Velazquez moved to the United States from Mexico City when his father’s career provided the opportunity.
“It was tough having to leave [friends behind] because at 10 years old, right, that’s your primary focus,” said Velazquez. “The language barrier was probably my biggest challenge. Not only was I trying to make new friends, but I was also trying to learn a language.”
For many immigrants, the shock of being immersed in a vastly different culture can also be very intimidating.
“I expected for people to not be as inviting or kind, especially because I didn’t know the language,” Velazquez said. “Everyone was always super welcoming and nice, even when I didn’t know [what they were saying] they would always try to help me. I’m very thankful for that because a lot of times when it comes to immigrants, whether they’re from Mexico or other countries, they’re not necessarily always accepted.”
Velazquez said that although his transition into the U.S. came with a lot of challenges, it opened up a lot of opportunities, including the opportunity to join the Air Force.
“I had a couple of friends that had already started the enlistment process, and, when they started telling me about it, I was interested so I went to a recruiter to ask some more questions,” he said.

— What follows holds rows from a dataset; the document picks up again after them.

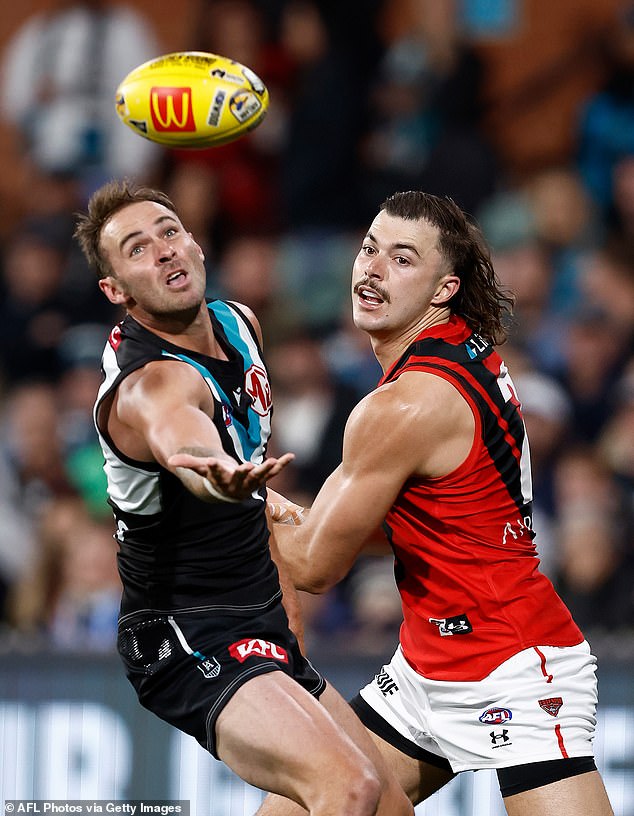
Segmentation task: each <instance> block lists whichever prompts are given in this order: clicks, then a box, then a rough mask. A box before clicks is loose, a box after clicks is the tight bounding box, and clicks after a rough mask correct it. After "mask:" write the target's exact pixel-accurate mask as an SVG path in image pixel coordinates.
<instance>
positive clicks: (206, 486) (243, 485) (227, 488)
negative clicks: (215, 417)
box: [168, 453, 295, 502]
mask: <svg viewBox="0 0 634 816" xmlns="http://www.w3.org/2000/svg"><path fill="white" fill-rule="evenodd" d="M294 458H295V455H294V454H293V453H285V454H284V455H283V456H279V457H272V456H271V457H269V458H268V459H265V460H264V462H262V463H261V464H259V465H254V464H253V463H252V462H246V463H244V464H238V463H237V462H235V461H234V460H233V459H230V458H229V457H227V458H226V459H225V458H222V459H220V458H217V457H215V456H193V455H192V454H189V453H175V454H174V455H173V456H170V458H169V460H168V464H169V466H170V467H179V468H186V469H188V470H192V471H194V472H195V473H198V475H199V476H202V477H203V478H204V479H206V481H207V484H206V488H207V490H208V492H209V493H210V494H211V495H212V497H214V498H216V499H217V500H218V501H228V502H239V501H243V500H244V499H247V498H248V497H249V496H250V495H251V494H252V493H253V491H254V490H257V489H258V488H260V487H262V485H263V484H266V482H267V481H268V480H269V479H272V478H273V476H277V474H278V473H279V472H280V471H281V470H283V469H284V468H285V467H286V465H288V464H289V462H292V461H293V459H294Z"/></svg>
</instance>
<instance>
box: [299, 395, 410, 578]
mask: <svg viewBox="0 0 634 816" xmlns="http://www.w3.org/2000/svg"><path fill="white" fill-rule="evenodd" d="M379 403H380V404H379V406H378V407H379V408H381V407H382V406H383V403H384V401H383V400H380V401H379ZM387 425H389V428H388V427H386V422H385V417H384V415H382V414H380V413H377V411H376V410H374V406H372V405H368V404H366V405H362V406H361V407H358V408H357V409H355V411H354V412H353V414H352V415H351V418H350V420H349V422H348V426H347V427H346V433H345V437H344V456H343V461H342V463H341V465H339V467H338V468H337V470H335V471H334V473H332V474H331V476H330V477H329V478H328V479H327V481H326V482H325V484H324V486H323V488H322V489H321V490H320V492H319V495H318V496H317V498H316V500H315V502H314V503H313V506H312V508H311V513H310V517H309V520H308V523H307V527H308V530H307V531H306V532H307V533H309V549H308V558H307V567H306V573H307V574H309V575H310V583H309V585H308V586H307V587H306V588H308V589H310V590H311V591H323V590H324V589H325V588H327V587H329V586H332V585H333V584H334V583H336V582H337V581H339V580H341V578H343V577H344V575H345V574H346V573H347V572H348V570H349V569H350V567H351V566H352V564H353V563H354V561H355V559H356V557H357V556H358V554H359V552H360V551H361V550H362V549H363V547H364V545H365V543H366V542H367V541H368V539H369V538H371V537H372V536H373V535H375V534H376V530H377V528H378V527H380V525H381V524H382V522H383V520H384V518H385V516H386V515H387V512H388V511H389V509H390V507H391V506H392V505H393V503H394V501H395V499H396V497H397V495H398V493H399V491H400V490H401V488H402V486H403V483H404V482H405V481H406V479H407V478H408V477H409V475H410V474H411V472H412V469H413V467H414V459H413V457H412V456H411V455H409V454H407V451H406V448H407V446H406V445H405V444H404V443H403V442H402V441H401V439H400V437H401V435H402V434H403V433H404V429H403V428H402V427H399V426H400V425H401V423H400V422H396V421H395V422H393V423H391V424H390V423H387Z"/></svg>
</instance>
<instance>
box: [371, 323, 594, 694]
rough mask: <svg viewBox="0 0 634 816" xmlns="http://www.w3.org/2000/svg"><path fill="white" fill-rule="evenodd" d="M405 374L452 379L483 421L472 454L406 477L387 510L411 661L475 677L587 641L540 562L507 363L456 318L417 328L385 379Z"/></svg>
mask: <svg viewBox="0 0 634 816" xmlns="http://www.w3.org/2000/svg"><path fill="white" fill-rule="evenodd" d="M405 371H407V372H412V371H422V372H427V373H431V374H435V375H437V376H438V377H442V378H443V379H445V380H447V381H449V382H450V383H452V385H453V386H454V387H455V388H456V389H457V390H458V391H459V392H460V393H461V394H462V396H463V397H464V399H465V400H466V401H467V403H468V404H469V406H470V407H471V410H472V412H473V416H474V418H475V427H476V430H475V436H474V442H473V446H472V448H471V451H470V453H469V455H468V456H467V458H466V460H465V461H464V462H463V463H462V464H461V465H460V466H459V467H458V468H457V469H456V470H454V471H453V472H451V473H449V474H448V475H447V476H444V477H442V478H437V479H421V478H412V479H410V480H409V481H408V482H406V484H405V485H404V486H403V489H402V490H401V492H400V494H399V496H398V497H397V499H396V501H395V503H394V505H393V507H392V509H391V510H390V512H389V513H388V515H387V517H386V529H387V533H388V536H389V539H390V542H391V544H392V547H393V550H394V554H395V558H396V560H395V574H396V581H397V585H398V588H399V592H400V595H401V599H402V605H403V616H404V621H403V624H402V627H401V635H400V641H401V646H402V648H403V653H404V655H405V657H406V659H407V660H408V661H409V663H410V664H411V665H412V666H413V667H414V668H415V669H416V670H417V671H418V672H420V673H421V674H423V675H424V676H425V677H428V678H431V679H434V680H458V681H460V680H465V681H466V680H479V679H482V678H483V677H486V676H487V675H488V674H489V673H490V672H491V671H492V670H493V669H494V668H496V667H497V666H499V665H500V663H502V662H503V661H504V660H506V659H508V658H509V657H511V656H512V655H513V654H515V653H517V652H519V651H521V650H522V649H526V648H528V647H531V646H538V645H543V646H571V645H573V644H577V643H580V642H581V641H582V640H583V635H582V634H581V632H580V631H579V629H578V628H577V626H576V625H575V623H574V622H573V620H572V618H571V616H570V613H569V612H568V610H567V609H566V607H565V606H564V604H563V602H562V601H561V600H560V598H559V596H558V595H557V594H556V592H555V590H554V588H553V586H552V584H551V582H550V581H549V580H548V578H547V577H546V576H545V575H543V574H542V573H541V572H540V571H539V559H538V558H537V553H536V548H535V545H534V542H533V539H534V533H533V529H532V513H531V511H532V488H531V477H530V456H529V450H528V441H527V438H526V432H525V428H524V423H523V420H522V416H521V410H520V404H519V401H518V399H517V396H516V393H515V389H514V387H513V383H512V381H511V378H510V376H509V374H508V371H507V369H506V367H505V365H504V362H503V361H502V360H501V358H500V357H499V355H498V354H497V353H496V352H495V350H494V349H493V347H492V346H491V345H490V344H489V343H488V342H486V341H485V340H483V339H482V338H481V337H480V336H479V335H477V334H474V333H473V332H472V331H471V330H470V329H469V328H468V327H467V325H466V323H465V322H464V320H463V319H462V318H460V317H457V316H453V317H452V318H451V320H450V321H449V323H447V324H444V325H441V326H435V327H433V328H431V329H428V330H426V331H424V332H422V333H421V334H420V335H419V336H418V337H417V338H416V340H415V341H414V343H413V344H412V345H411V346H410V347H409V348H408V349H407V351H406V352H405V354H404V355H403V356H402V357H401V359H400V360H398V361H397V362H396V363H395V364H394V366H393V367H392V368H391V369H390V370H389V371H388V372H387V373H386V374H385V376H384V377H383V379H382V380H381V383H380V385H383V384H385V383H389V382H393V381H394V380H396V379H397V378H398V377H399V376H400V375H401V374H402V373H403V372H405Z"/></svg>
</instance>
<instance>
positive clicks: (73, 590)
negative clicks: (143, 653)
mask: <svg viewBox="0 0 634 816" xmlns="http://www.w3.org/2000/svg"><path fill="white" fill-rule="evenodd" d="M113 533H114V526H113V523H112V519H111V518H109V519H108V521H105V520H103V521H97V520H95V519H94V518H93V517H91V515H90V514H89V513H88V511H87V510H86V507H85V505H84V503H83V502H82V500H81V499H80V498H79V497H67V498H58V499H54V500H52V501H51V502H50V503H49V504H48V505H47V506H46V508H45V510H44V512H43V514H42V516H41V519H40V523H39V524H38V546H37V550H36V553H35V554H34V557H33V558H32V561H31V564H30V569H29V571H28V572H27V573H25V574H24V576H23V578H22V579H21V580H20V581H19V582H17V583H16V585H15V587H14V590H13V592H12V593H11V597H10V604H9V619H10V621H11V623H12V624H13V625H14V627H15V628H16V629H17V630H18V631H19V632H21V633H22V634H23V635H31V636H34V637H37V638H41V639H42V641H43V642H44V643H45V644H46V645H47V646H52V647H53V648H58V649H64V650H75V651H82V652H84V651H100V652H101V651H111V650H114V647H115V642H116V633H117V616H118V611H119V601H120V598H121V584H120V581H119V576H118V573H117V566H116V545H115V542H114V540H113Z"/></svg>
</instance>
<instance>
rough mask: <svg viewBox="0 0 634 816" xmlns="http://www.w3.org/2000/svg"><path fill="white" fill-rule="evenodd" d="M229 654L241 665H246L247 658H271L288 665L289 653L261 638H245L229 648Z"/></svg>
mask: <svg viewBox="0 0 634 816" xmlns="http://www.w3.org/2000/svg"><path fill="white" fill-rule="evenodd" d="M229 654H230V655H231V657H235V659H236V660H239V661H240V663H244V661H245V660H246V659H247V657H252V656H253V657H269V658H273V660H279V661H280V663H288V653H287V651H286V649H283V648H282V647H281V646H278V645H277V643H271V641H269V640H262V639H261V638H244V639H243V640H238V641H236V642H235V643H232V644H231V646H229Z"/></svg>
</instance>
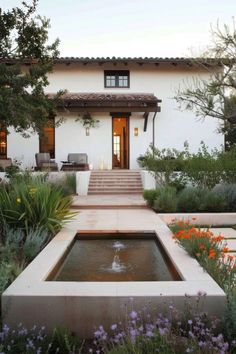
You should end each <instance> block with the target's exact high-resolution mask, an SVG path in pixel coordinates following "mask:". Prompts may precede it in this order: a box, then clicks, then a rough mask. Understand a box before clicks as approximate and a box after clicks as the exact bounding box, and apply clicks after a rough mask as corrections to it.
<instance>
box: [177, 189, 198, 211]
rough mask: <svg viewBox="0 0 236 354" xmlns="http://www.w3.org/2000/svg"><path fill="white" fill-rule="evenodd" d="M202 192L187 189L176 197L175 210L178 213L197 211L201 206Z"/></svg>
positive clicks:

Nine years later, Velazquez oversees an entire mental health flight. This involves managing patient care schedules, coordinating higher levels of care, deployment and PCS clearances, and maintaining a certification as an alcohol and drug abuse counselor.
Capt. Bethany Young, the squadron’s interim flight commander for mental health, said even though he’s not an officer, Velazquez has taught her so many things that she can use as a leader.

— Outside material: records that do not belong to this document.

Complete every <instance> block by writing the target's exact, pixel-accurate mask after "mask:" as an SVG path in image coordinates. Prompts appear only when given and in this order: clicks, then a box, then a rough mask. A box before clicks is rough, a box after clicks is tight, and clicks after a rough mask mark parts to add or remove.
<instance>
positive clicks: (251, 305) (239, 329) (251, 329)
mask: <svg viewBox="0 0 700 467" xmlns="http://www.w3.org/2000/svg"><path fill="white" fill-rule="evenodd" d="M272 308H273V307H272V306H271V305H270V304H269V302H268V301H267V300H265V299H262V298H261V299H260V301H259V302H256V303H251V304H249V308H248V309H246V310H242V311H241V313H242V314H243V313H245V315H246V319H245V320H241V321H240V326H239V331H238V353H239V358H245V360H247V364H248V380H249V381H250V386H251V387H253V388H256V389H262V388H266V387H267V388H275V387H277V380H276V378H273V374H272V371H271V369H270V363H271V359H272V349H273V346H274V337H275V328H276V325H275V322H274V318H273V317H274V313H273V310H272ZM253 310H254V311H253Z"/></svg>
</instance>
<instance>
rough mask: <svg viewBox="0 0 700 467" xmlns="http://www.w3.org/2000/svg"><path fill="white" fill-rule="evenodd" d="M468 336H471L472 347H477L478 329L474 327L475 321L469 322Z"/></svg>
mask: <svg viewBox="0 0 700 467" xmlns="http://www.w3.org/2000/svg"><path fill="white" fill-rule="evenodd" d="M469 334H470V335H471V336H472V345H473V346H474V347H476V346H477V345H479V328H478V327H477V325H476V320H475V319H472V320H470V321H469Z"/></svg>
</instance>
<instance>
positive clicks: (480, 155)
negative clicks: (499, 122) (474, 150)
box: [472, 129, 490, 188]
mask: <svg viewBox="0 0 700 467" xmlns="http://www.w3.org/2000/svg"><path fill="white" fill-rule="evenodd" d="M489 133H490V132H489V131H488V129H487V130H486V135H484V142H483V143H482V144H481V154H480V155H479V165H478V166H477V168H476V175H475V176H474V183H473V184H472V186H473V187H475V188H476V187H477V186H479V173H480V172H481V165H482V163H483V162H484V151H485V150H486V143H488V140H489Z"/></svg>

“He had so much patience for me when I got here. I feel like his background made him more prepared to have that patience with me and not get really frustrated when I didn’t know things,” Young said. “Instead, he helped guide me through different situations without making me feel incompetent.”

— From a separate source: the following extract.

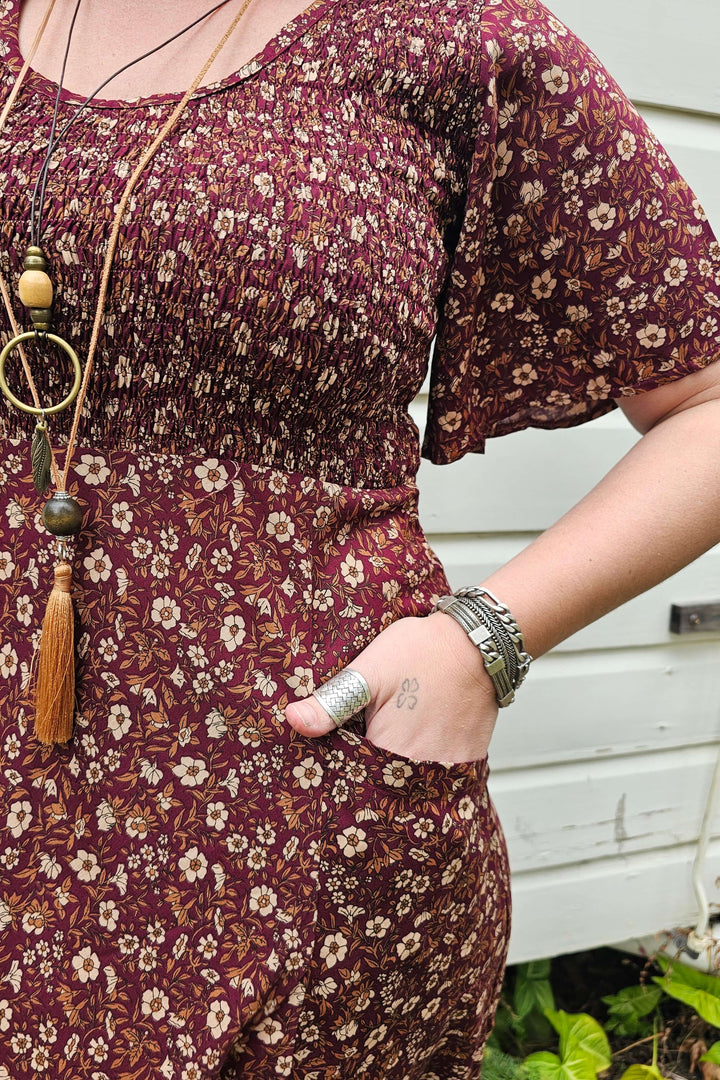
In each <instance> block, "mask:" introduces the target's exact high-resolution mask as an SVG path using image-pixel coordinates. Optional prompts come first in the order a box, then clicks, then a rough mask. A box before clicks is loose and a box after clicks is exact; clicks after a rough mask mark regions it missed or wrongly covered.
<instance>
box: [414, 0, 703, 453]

Velazquez also volunteers at the local elementary schools when they ask for bilingual speakers to read to children.
“After talking to some of them, sometimes they feel super scared,” Velazquez said. “They just don’t think they’re ever going to learn English, and I know I felt that way at one point, too. So, being able to talk to them and mentor them I think has been one of the more rewarding things I’ve been able to do.”